KABUL, Afghanistan – U.S. coalition officials are disputing Pakistani charges that the United States made an “unprovoked” attack that killed 11 Pakistani troops in Pakistani territory.

The incident Tuesday night took place in Pakistan’s Mohmand tribal region, according to Pakistani officials quoted by wire service reports from the capital, Islamabad.

“The senseless use of air power against a Pakistani border post by coalition forces is totally unacceptable,” Pakistan’s Foreign Ministry said in a statement. The ministry also summoned U.S. Ambassador Anne Patterson to explain the attack, Reuters news agency reported.

The U.S.-led Combined Joint Task Force denied the Pakistani account, saying the operation had been previously coordinated with the Pakistani government.

“Coalition forces were engaged by anti-Afghan forces in Konar province on Tuesday during an operation that had been previously coordinated with Pakistan,” U.S. officials said in a statement released from Bagram air field in Afghanistan.
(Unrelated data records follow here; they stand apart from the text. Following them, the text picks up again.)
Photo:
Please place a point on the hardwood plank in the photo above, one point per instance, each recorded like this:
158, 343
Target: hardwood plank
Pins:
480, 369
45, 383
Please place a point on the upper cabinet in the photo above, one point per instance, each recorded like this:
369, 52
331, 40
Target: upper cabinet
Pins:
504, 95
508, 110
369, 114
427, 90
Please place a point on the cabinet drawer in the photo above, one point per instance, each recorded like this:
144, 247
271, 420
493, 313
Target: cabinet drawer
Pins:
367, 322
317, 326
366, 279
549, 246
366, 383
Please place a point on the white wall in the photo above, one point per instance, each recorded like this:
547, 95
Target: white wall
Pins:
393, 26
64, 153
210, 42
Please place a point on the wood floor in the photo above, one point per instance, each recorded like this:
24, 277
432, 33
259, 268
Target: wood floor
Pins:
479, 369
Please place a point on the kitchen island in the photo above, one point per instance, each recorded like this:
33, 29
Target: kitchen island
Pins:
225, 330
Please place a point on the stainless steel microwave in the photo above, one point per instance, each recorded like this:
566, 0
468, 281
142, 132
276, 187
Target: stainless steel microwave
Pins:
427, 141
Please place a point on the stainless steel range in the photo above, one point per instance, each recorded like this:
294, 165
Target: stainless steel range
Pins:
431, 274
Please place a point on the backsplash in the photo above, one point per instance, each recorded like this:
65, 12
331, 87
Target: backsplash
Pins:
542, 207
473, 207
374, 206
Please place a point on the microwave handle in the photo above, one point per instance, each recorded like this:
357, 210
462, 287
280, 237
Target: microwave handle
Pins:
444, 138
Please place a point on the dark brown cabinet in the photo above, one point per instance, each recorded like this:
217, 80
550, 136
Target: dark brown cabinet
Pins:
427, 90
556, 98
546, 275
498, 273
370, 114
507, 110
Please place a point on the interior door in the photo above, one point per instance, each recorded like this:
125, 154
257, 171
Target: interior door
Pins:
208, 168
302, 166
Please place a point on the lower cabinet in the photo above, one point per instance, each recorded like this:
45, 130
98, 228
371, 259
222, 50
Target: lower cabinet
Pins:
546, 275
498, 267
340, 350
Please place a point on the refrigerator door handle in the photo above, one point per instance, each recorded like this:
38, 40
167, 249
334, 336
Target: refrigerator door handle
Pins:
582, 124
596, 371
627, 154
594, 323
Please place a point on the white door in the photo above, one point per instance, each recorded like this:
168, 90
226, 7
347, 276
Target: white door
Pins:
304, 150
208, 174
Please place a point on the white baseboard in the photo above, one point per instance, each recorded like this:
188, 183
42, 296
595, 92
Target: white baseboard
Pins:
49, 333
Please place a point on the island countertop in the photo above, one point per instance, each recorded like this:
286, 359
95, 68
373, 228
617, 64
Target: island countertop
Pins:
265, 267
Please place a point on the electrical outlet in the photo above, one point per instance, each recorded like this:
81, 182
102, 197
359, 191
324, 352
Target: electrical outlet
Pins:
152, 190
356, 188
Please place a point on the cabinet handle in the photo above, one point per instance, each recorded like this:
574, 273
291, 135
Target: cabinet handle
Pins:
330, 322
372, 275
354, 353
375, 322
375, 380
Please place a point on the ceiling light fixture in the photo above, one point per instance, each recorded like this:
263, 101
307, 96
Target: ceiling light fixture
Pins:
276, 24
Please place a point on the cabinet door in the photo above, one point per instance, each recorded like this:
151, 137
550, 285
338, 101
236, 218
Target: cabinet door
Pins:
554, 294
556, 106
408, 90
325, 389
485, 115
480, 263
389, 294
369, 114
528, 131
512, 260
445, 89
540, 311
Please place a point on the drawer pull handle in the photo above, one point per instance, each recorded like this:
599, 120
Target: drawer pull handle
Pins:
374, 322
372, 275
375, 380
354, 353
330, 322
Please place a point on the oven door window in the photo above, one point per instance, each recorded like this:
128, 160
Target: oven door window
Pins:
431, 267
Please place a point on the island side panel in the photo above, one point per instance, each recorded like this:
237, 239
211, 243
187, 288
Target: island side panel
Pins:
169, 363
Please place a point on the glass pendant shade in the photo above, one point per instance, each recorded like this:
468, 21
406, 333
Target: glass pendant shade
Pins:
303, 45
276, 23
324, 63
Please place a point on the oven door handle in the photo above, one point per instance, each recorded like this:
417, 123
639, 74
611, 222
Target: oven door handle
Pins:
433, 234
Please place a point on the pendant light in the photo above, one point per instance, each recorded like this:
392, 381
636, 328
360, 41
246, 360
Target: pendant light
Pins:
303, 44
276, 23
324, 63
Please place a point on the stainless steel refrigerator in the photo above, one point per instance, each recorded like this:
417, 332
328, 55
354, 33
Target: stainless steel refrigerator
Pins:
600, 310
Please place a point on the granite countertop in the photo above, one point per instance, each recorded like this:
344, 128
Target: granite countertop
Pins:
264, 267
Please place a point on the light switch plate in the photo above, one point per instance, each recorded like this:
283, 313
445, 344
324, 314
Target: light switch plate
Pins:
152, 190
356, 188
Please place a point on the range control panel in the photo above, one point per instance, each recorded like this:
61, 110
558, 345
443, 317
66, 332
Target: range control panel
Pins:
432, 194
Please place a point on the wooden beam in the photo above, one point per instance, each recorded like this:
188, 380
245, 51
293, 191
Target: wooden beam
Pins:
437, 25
“Coalition forces began receiving small-arms and rocket-propelled grenade fire from an unknown number of anti-Afghan forces approximately 200 meters [yards] inside Konar province. Coalition forces returned fire in self-defense. … At no time did Coalition ground forces cross into Pakistan.”

Shortly after the attack began, Coalition forces informed the Pakistan Army that they were being engaged by anti-Afghan forces in a wooded area near the Gorparai checkpoint, said First Lt. Nathan Perry, spokesman for the Combined Joint Task Force.
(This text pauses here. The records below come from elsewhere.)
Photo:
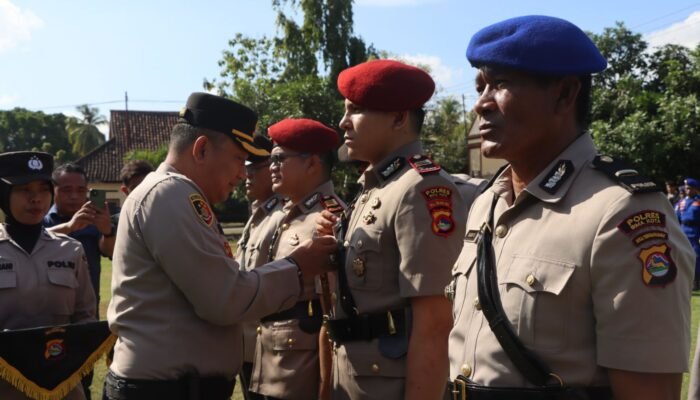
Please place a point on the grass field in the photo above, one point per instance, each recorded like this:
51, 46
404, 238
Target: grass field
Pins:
101, 368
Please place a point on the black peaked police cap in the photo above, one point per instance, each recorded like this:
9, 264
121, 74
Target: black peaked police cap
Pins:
220, 114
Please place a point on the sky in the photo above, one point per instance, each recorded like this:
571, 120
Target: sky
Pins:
56, 55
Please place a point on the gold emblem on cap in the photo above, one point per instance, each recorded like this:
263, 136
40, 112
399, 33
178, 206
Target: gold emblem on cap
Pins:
294, 240
358, 267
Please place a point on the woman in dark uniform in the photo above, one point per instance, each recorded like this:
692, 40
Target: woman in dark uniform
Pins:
43, 276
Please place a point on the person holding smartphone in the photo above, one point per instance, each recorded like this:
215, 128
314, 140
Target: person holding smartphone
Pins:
86, 220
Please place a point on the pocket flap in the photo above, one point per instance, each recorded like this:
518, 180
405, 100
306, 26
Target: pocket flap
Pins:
366, 360
63, 277
291, 337
8, 279
535, 274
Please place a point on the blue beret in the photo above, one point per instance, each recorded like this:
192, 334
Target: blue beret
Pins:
536, 44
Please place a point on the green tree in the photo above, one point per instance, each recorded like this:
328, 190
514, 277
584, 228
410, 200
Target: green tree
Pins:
444, 134
645, 105
21, 129
294, 73
84, 133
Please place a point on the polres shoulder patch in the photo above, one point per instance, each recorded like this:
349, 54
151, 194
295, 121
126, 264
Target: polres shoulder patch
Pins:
641, 220
423, 164
439, 203
658, 268
624, 174
202, 209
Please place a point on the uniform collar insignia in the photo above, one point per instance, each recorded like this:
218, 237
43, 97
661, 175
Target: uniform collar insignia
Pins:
312, 200
557, 176
392, 167
330, 203
271, 203
423, 164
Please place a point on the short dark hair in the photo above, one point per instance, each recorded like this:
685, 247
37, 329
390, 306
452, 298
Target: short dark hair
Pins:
133, 169
583, 98
184, 134
67, 168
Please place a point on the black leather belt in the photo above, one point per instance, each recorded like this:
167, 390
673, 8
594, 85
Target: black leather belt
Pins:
463, 389
190, 387
368, 326
303, 309
308, 313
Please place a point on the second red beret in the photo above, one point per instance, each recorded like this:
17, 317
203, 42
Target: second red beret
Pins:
386, 85
304, 135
Coalition officials said that at that same time, an unmanned aerial system also identified anti-Afghan forces firing at coalition forces.
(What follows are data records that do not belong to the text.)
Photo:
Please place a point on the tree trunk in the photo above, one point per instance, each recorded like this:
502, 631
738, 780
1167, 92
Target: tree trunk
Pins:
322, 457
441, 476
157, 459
“In self-defense, coalition forces fired artillery rounds at the militants,” the statement went on to say.

The use of an unmanned aerial system allowed coalition forces to identify additional anti-Afghan forces joining the attack, the U.S. military said.

“While maintaining positive identification of the enemy, close-air support was then used by coalition forces to gain fire superiority until the threat was eliminated,” the statement said.

Pakistan Army officials said the airstrike resulted in the death of 11 Pakistani troops and condemned it as an act of aggression within Pakistan´s border that “hit at the very basis of cooperation” in the war on terrorism.

Military officials in the region have been seeing an increased presence of Taliban insurgents along the eastern and southern border with Pakistan.

U.S. officials have also noticed a growing presence of Al Qaeda and Taliban forces in Pakistan´s tribal areas since Pakistan’s recently elected government signed a peace accord with tribal leaders.